September 24th, 1990
A man accuses author Mort Rainey of stealing one of his story ideas. Rainey, who is going through an ugly divorce, attempts to prove to his accuser that his own story was published first, but all evidence to support his argument begins to disappear, along with the people who might confirm his case.
... I published a novel called Misery, which tried, at least in part, to illustrate the powerful hold fiction can achieve over the reader. I published The Dark Half, where I tried to explore the converse: the powerful hold fiction can achieve over the writer. While that book was between drafts, I started to think that there might be a way to tell both stories at the same time by approaching some of the plot elements of The Dark Half from a totally different angle. Writing, it seems to me, is a secret act--as secret as dreaming--and that was one aspect of this strange and dangerous craft I had never thought about much.
I knew that writers have from time to time revised old works--John Fowles did it with The Magus, and I have done it myself with The Stand--but revision was not what I had in mind. What I wanted to do was to take familar elements and put them together in an entirely new way. This I had tried to to at least once before, restructuring and updating the basic elements of Bram Stoker's Dracula to create 'Salem's Lot, and I was fairly comfortable with the idea.

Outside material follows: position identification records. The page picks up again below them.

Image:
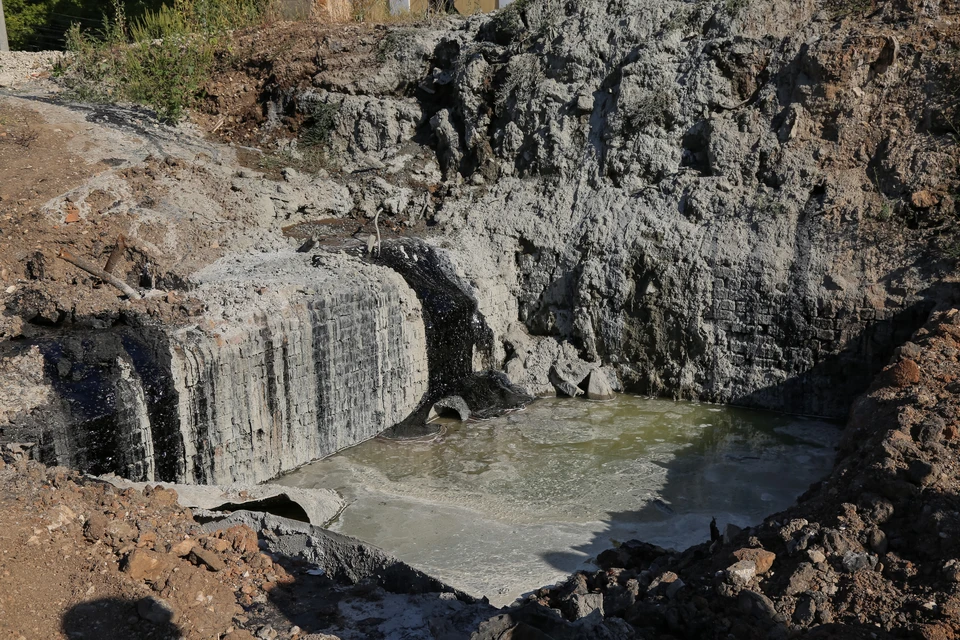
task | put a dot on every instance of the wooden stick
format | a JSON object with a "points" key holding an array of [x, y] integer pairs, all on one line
{"points": [[376, 224], [115, 254], [100, 273]]}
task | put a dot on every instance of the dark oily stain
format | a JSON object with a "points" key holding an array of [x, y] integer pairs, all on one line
{"points": [[150, 353], [99, 376], [454, 327]]}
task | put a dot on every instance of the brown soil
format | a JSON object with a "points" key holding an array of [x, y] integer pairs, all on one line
{"points": [[264, 63], [82, 559]]}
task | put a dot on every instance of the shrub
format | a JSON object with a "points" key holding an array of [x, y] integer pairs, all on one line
{"points": [[161, 59]]}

One day in the late fall of 1987, while these things were tumbling around in my head, I stopped in the laundry room of our house to drop a dirty shirt in the washing machine. Our laundry room is a small, narrow alcove on the second floor. I disposed of the shirt and then stepped over to one of the room's two windows. It was casual curiosity, no more. We'd been living in the same house for eleven or twelve years, but I had never taken a good hard look out this particular window before. The reason is perfectly simple; set at floor level, mostly hidden behind the drier, half blocked by baskets of mending, it's a hard window to look out of.
I squeezed in, nevertheless, and looked out. That window looks down on a little brick-paved alcove between the house and the attached sunporch. It's an area I see just about every day . . . but the angle was new. My wife had set half a dozen pots out there, so the plants could take a little of the early-November sun, I suppose, and the result was a charming little garden which only I could see. The phrase which occurred to me was, of course, the title of this story. It seemed to me as good a metaphor as any for what writers--especially writers of fantasy--do with their days and nights. Sitting down at the typewriter or picking up a pencil is a physical act; the spiritual analogue is looking out of an almost forgotten window, a window which offers a common view from an entirely different angle . . . an angle which renders the common extraordinary. The writer's job is to gaze through that window and report on what he sees.
But sometimes windows break. I think that, more than anything else, is the concern of this story: what happens to the wide-eyed observer when the window between reality and unreality breaks and the glass begins to fly?